Unlike the previous saliency heatmap generation interfaces, this interface uses a black-box classifier as input along
with a reference image to generate visual saliency heatmaps.

A candidate implementation for this interface is the ``PerturbationOcclusion`` implementation or one of its
sub-implementations (``RISEStack`` or ``SlidingWindowStack``).
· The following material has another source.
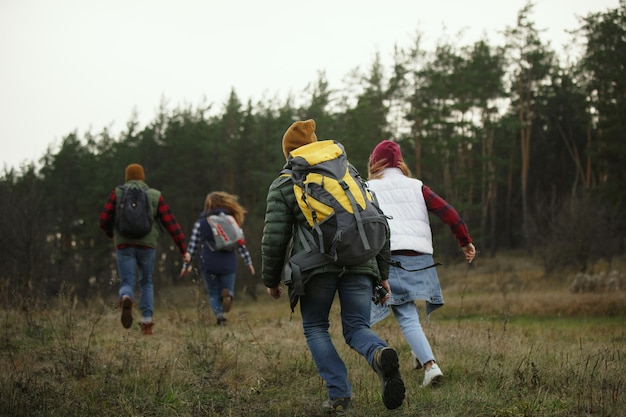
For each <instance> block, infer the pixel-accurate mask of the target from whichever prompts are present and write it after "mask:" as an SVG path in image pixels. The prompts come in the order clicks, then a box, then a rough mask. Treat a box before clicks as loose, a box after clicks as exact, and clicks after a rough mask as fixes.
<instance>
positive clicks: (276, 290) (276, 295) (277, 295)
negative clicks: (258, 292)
mask: <svg viewBox="0 0 626 417" xmlns="http://www.w3.org/2000/svg"><path fill="white" fill-rule="evenodd" d="M267 293H268V294H269V295H270V297H272V298H273V299H275V300H278V299H279V298H280V296H281V294H282V293H283V287H281V286H280V284H278V285H277V286H275V287H274V288H268V289H267Z"/></svg>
Interface: GenerateImageClassifierBlackboxSaliency
--------------------------------------------------

.. autoclass:: xaitk_saliency.interfaces.gen_image_classifier_blackbox_sal.GenerateImageClassifierBlackboxSaliency
   :members:

Interface: GenerateImageSimilarityBlackboxSaliency
--------------------------------------------------

.. autoclass:: xaitk_saliency.interfaces.gen_image_similarity_blackbox_sal.GenerateImageSimilarityBlackboxSaliency
   :members:

Interface: GenerateObjectDetectorBlackboxSaliency
-------------------------------------------------

.. autoclass:: xaitk_saliency.interfaces.gen_object_detector_blackbox_sal.GenerateObjectDetectorBlackboxSaliency
   :members:


----------------
Saliency Metrics
----------------

Interface: SaliencyMetric
-----------------------------

.. autoclass:: xaitk_saliency.interfaces.saliency_metric.SaliencyMetric
   :members:


-------------
Code Examples
-------------

For Jupyter Notebook examples of xaitk-saliency interfaces, see the :file:`examples/` directory of the project.

----------
References
----------

1. Dong B, Collins R, Hoogs A. Explainability for Content-Based Image Retrieval. InCVPR Workshops
2019 Jun (pp. 95-98).
2. Petsiuk V, Das A, Saenko K. Rise: Randomized input sampling for explanation of black-box models.
arXiv preprint arXiv:1806.07421. 2018 Jun 19.
3. Zeiler MD, Fergus R. Visualizing and understanding convolutional networks (2013). arXiv preprint
arXiv:1311.2901. 2013.
4. Petsiuk V, Jain R, Manjunatha V, Morariu VI, Mehra A, Ordonez V, Saenko K. Black-box explanation
of object detectors via saliency maps. arXiv preprint arXiv:2006.03204. 2020 Jun 5.